I want to take a minute to write to you personally about our camp experience. As I look back at my expectations and anxieties preparing to come to camp I realized that all my expectations were met and more. I learned something really important about myself and about Makush, and our relationship. I know I could not have learned these things without the unleashed experience. Its not that Makush has never been
unleashed, we have a huge play yard, he plays often with friends, but you of all people must know there is something very different about the experience of being unleashed at camp. Something that is not easily put into words. But here is my best try.
All of my training and time with dogs has always been so structured and people directed. Sit when I tell you, come when called, down when directed. I came to camp with a thought just kind of floating in the back of my mind, not fully developed or processed, that maybe Makush could, for once in his life be in control of his own life and make his own decisions for just a few short days. I really believe that we all, humans and canines, look for this in life. For him to be able to do this though it was not really him who had to change, it was ME! I had to be able to let go, not just of the leash but of so many human concepts about what a dog is and about how humans and dogs relate and live together.
There is so much emotion all mixed up in bonding and attachment to another being. When its a being from a different species I think things become even more complicated. I could not help but worry about him. Will he get lost without me directing him? Will he be safe without me right by his side? I could not help but worry about the strength of our bond. Does he love me enough to stay close? Does he love me enough to come back? I could not help but wonder about how the world would see us. What will other people think of my dog? Will they judge me and him for "misbehavior"?

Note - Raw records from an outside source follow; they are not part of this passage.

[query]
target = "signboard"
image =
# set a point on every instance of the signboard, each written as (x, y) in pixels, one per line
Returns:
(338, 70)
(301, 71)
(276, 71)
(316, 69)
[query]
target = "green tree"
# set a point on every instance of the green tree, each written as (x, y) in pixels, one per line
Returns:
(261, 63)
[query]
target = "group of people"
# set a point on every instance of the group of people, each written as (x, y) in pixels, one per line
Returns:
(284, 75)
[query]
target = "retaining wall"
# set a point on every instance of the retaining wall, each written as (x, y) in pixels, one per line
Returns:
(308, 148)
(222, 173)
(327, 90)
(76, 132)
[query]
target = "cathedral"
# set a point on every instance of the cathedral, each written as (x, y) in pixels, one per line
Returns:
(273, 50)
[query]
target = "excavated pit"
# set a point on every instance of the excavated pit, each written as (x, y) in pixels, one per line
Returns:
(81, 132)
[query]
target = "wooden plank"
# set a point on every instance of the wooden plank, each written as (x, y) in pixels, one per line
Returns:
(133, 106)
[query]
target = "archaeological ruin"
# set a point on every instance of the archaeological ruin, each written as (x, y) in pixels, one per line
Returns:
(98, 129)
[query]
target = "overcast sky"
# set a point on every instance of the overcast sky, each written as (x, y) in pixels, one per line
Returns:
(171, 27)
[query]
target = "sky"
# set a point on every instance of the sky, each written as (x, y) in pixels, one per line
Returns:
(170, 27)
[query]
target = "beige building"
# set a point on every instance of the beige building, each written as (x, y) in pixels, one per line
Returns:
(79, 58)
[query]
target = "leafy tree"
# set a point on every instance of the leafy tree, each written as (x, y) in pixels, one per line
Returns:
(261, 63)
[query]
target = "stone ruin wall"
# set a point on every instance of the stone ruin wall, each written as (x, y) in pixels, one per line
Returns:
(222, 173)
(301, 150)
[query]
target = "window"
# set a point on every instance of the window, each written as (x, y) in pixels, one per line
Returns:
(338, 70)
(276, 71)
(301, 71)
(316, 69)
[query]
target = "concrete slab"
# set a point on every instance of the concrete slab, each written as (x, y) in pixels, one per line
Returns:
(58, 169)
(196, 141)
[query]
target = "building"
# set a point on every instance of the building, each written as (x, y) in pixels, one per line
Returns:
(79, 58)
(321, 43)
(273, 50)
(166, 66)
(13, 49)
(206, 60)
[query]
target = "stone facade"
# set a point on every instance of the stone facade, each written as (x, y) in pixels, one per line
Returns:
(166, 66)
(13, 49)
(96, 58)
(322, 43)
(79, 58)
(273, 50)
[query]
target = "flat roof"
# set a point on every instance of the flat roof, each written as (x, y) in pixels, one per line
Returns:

During the weekend as I considered my worry over these questions, I began to think what might my boy be thinking? what might his perspective be? Of course the best I could do was imagine his questions from a human standpoint. Will she really unclip my leash? Does she know how much I love her? Does she trust me enough to keep myself safe? Does she know how great I am in the woods, that I am the one who will not get lost? Does she trust me to come back? Does she know that in the dog world eating food that is available is not a felony crime, its actually normal?
The first couple days were really hard for me. I was in tears several times. I am so grateful to [staff member] Kristin Neal for talking it through with me Saturday morning.
Sure I had unclipped the leather leash and that was the first step of the process, but unclipping the invisible, yet far more powerful mental and emotional leash on my dog was truly what I had to do.
I don't think it was until Saturday when I went on a solo hike with Makush, after talking with Kristin,that I realized that something really really amazing was happening for us. I was beginning a new way to BE with my dog. I know it will be a process that I will consciously have to work to develop not only with Makush but will all my dogs.
You know that saying: If you love something set it free, if it comes back to you its really yours, if not it never was? Well, camp has helped me to see more clearly than ever that no being can ever really be owned by another. My love for Makush is stronger now than ever. I am more able to see him in the world a free spirit, an independent being. I just have to allow him that. I am the person lucky enough to share in his life. That he came back to me by his decision, not by my control of him, makes me feel sure that not only have I chosen him but HE has chosen me. No real relationship can exist if BOTH beings are not actively choosing each other.
For this new awareness, I cannot thank you and Camp Unleashed enough. Kristin was so supportive to me at a time when I really needed someone to help me along the path, so please tell her woof once again from Makush and I.